Formation of the DPCLs of KF−, histone H1 or NF-κB with unmodified and platinated oligodeoxyribonucleotide duplexes assessed by SDS/PAA gel electrophoresis

Time of incubation with the protein	DNA cross-linked to the protein (%)
	KF−		Histone H1		NF-κB
	Cisplatin	Transplatin	Cisplatin	Transplatin	Cisplatin	Transplatin
1	6.5 ± 0.1	<0.1	3.5 ± 0.1	1.2 ± 0.1	0.5 ± 0.1	0
4	8.5 ± 0.2	0.5 ± 0.1	5.2 ± 0.1	1.6 ± 0.1	0.8 ± 0.1	0
24	12.4 ± 0.2	0.8 ± 0.1	8.4 ± 0.2	1.9 ± 0.1	1.2 ± 0.1	0.3 ± 0.1

aThe duplexes were globally modified by cisplatin or transplatin (rb = 0.025).

bThe duplex 40 bp was used in the experiments with KF− and histone H1, whereas the duplex NF–κB (20) was used in the experiments with NF-κB (see Figure 1B for their nucleotide sequence).

cEach value represents the average of four samples and standard errors are indicated.

Figure 3.

Formation of DPCLs of unmodified and platinated 213-bp DNA fragment globally modified by cisplatin or transplatin (rb = 0.025) with KF− and histone H1 assessed by agarose gel electrophoresis; the fragment was incubated with the protein for 24 h.

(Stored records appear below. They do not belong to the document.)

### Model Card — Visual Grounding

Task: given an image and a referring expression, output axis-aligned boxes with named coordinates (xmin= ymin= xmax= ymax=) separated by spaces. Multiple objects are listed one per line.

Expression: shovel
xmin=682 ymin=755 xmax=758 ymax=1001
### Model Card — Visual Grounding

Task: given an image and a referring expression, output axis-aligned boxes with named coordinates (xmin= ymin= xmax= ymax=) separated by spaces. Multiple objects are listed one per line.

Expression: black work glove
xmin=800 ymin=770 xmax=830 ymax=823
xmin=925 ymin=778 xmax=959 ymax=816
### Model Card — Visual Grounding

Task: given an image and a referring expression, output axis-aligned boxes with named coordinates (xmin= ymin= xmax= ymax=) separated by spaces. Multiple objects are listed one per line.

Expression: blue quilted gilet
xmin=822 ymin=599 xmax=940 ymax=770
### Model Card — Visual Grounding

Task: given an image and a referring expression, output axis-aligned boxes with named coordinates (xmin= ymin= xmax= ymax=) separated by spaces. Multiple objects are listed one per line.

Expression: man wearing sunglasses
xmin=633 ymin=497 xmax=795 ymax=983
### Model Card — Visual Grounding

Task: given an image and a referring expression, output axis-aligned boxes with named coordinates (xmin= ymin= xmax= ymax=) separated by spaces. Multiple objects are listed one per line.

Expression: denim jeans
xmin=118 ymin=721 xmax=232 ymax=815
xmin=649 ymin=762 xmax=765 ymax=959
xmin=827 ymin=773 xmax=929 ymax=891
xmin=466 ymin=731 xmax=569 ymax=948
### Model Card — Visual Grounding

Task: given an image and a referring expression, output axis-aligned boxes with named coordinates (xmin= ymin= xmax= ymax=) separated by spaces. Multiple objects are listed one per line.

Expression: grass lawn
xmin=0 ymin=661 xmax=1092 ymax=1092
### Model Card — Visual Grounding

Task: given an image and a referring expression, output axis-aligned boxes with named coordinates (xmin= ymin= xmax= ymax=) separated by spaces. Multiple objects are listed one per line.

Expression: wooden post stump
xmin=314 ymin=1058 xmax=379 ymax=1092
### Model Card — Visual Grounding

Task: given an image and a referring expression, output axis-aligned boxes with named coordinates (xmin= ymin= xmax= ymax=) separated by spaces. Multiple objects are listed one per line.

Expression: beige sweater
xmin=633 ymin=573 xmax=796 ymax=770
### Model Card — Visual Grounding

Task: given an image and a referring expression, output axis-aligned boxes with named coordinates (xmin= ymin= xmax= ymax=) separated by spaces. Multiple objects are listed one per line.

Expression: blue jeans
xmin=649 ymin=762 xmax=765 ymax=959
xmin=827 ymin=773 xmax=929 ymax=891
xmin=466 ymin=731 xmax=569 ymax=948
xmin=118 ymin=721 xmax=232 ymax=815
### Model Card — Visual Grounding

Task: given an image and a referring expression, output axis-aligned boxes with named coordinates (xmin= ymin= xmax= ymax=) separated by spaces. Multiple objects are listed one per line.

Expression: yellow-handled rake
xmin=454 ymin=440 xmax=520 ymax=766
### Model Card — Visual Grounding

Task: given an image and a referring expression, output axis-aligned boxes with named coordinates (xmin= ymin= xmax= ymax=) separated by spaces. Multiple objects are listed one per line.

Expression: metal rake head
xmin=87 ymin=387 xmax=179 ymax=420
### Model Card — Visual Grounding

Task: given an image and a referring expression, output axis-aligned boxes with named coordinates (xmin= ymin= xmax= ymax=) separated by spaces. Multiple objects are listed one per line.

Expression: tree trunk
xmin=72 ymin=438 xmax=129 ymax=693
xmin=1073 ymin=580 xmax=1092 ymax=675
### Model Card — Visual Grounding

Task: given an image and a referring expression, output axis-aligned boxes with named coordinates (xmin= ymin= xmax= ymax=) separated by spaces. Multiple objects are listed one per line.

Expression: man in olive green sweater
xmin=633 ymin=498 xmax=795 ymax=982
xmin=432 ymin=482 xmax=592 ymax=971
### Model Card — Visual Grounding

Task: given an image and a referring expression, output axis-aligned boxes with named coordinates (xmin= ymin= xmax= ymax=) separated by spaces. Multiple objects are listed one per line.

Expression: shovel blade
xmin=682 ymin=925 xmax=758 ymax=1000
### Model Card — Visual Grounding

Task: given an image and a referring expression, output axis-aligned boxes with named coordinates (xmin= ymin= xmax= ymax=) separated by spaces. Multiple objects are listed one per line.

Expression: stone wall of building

Lanes: 1, 2, the fragment modified by cisplatin incubated with KF−, histone H1, respectively; 3, 4, the fragment modified by cisplatin incubated in the buffer used for reaction with KF− or histone H1, respectively, no protein added; 5, 6, the fragment modified by transplatin incubated with KF−, histone H1, respectively; 7, 8, the fragment modified by transplatin incubated in the buffer used for reaction with KF− or histone H1, respectively, no protein added; 9, 10, the unplatinated fragment incubated with KF− or histone H1, respectively. See the text for other details.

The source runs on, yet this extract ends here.